"THE EFFECTS OF IMMEDIATE AND DELAYED PAYMENTS ON CONSUMPTION BEHAVIOR" by Arvind Agrawal

Business, College of

 

First Advisor

Gentry, Jim

Second Advisor

Carlson, Les

Third Advisor

Eilert, Meike

Date of this Version

Summer 6-28-2018

Document Type

Article

Citation

Agrawal, Arvind (2018), "The Effects of Immediate and Delayed Payments on Consumption Behavior," Ph.D. diss., College of Business, University of Nebraska-Lincoln.

Comments

A DISSERTATION Presented to the Faculty of The Graduate College at the University of Nebraska In Partial Fulfillment of Requirements For the Degree of Doctor of Philosophy, Major: Business (Marketing), Under the Supervision of Professor James W. Gentry. Lincoln, Nebraska: June, 2018

Copyright (c) 2018 ARVIND AGRAWAL

Abstract

Payment-timing is conceptualized as a payment instrument focal characteristic to explain differences in consumers’ purchasing behavior when they chose to pay-now versus pay-later. Payment-timing preferences represent consumers’ attitudes, beliefs, and motivation for delaying marketing transactions.

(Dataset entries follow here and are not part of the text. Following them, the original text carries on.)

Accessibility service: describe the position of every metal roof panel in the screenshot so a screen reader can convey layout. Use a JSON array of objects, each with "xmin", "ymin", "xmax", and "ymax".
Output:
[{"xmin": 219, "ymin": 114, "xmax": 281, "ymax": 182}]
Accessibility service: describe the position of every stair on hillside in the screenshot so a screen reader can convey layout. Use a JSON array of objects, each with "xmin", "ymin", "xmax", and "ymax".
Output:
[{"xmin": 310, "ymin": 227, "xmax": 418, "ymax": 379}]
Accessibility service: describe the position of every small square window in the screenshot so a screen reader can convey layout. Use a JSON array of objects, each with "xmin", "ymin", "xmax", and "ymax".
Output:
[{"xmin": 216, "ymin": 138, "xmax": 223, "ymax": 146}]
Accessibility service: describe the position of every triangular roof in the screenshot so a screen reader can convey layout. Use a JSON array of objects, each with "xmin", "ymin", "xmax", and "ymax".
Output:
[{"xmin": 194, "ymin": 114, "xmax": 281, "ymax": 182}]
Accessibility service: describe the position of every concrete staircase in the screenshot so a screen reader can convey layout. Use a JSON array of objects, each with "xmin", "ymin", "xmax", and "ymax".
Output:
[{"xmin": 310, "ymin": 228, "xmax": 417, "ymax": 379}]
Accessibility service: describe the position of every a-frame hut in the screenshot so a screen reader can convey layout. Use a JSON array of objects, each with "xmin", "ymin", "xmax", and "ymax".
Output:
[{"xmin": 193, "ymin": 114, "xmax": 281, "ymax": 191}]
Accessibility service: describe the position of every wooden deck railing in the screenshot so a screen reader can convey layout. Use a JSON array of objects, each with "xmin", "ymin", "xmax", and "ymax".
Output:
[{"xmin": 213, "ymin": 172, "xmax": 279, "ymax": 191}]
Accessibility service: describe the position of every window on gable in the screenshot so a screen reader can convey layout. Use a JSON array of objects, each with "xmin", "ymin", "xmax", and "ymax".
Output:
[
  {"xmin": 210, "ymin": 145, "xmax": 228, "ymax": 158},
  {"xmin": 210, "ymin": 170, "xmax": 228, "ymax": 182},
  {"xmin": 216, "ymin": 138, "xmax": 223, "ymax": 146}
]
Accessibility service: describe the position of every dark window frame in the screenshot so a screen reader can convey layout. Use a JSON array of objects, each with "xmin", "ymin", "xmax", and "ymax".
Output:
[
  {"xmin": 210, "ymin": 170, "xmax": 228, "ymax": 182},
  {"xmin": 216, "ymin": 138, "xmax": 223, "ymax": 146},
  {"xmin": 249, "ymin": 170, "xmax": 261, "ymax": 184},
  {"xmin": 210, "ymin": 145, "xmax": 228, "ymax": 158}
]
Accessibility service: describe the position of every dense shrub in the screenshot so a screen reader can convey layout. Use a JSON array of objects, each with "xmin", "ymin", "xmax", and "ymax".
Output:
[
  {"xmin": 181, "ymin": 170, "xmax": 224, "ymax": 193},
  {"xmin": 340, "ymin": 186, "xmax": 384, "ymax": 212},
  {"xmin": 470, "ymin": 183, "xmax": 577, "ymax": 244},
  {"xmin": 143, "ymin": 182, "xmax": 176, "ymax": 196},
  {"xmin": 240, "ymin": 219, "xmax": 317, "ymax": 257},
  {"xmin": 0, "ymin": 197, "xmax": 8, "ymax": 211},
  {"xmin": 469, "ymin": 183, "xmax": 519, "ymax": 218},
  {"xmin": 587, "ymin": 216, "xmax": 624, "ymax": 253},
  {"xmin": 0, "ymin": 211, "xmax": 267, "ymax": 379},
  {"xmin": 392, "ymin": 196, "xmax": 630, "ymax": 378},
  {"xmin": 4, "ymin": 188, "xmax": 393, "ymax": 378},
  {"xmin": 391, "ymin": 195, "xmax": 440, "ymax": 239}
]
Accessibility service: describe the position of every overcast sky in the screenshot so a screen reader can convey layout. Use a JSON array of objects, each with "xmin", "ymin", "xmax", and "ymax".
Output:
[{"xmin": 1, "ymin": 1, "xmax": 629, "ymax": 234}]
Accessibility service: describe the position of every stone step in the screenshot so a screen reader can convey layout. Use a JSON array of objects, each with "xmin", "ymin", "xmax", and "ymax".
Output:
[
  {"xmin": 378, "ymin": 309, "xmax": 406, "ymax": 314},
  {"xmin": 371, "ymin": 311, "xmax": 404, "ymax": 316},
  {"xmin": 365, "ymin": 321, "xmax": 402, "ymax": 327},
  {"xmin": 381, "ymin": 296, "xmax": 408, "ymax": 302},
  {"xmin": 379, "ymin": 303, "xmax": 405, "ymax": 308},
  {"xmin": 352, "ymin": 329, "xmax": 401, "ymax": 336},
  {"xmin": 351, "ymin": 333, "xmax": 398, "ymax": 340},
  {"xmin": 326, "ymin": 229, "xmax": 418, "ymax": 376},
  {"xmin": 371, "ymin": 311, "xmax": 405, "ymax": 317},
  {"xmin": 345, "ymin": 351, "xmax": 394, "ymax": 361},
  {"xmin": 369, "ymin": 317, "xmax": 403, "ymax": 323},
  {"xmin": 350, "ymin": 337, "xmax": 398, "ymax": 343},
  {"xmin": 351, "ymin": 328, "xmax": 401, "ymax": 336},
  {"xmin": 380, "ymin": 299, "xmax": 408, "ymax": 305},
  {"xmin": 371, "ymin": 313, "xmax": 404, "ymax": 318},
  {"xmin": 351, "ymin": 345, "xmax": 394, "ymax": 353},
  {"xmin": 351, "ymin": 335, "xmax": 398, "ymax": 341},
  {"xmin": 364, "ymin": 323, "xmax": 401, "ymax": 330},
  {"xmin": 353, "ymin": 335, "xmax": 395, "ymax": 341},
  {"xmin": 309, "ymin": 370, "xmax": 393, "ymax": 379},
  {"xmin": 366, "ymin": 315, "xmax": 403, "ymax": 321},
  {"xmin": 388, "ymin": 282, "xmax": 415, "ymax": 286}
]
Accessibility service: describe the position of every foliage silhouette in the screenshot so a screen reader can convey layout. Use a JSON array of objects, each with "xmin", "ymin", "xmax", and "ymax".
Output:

Cash, debit cards, and online banking represented consumers’ preferences to pay-now, while credit cards and loans represented the inclination to pay-later.

There were two key findings: Firstly, I present payment-timing models that theorize consumers’ choice of payment types with differences in payment-timing and motivations to pay for purchases. Two models are presented that unify the following attitudes and motivations: (1) five attitudinal antecedents to consumers’ preferences for payment-timing: regulatory focus, heuristics, self-construal, perceived financial constraint, and extent of financial literacy; (2) five motivations that explain consumers’ likelihood of purchase using payment types with differences in payment-timing: the pain of payment, pain of mismatched payments, rewards salience, debt aversion, and decision construal; and (3) visualizing moral responsibility as a moderator to the pain of payment and economic motivation as a moderator to rewards availability.

Secondly, consumers had a greater likelihood of purchasing when paying later (with credit cards) versus paying now (with debit cards) in the context of high-dollar purchases ($1200 and above). Moreover, when paying later consumers preferred quality purchases versus buying multiple items for an equivalent amount.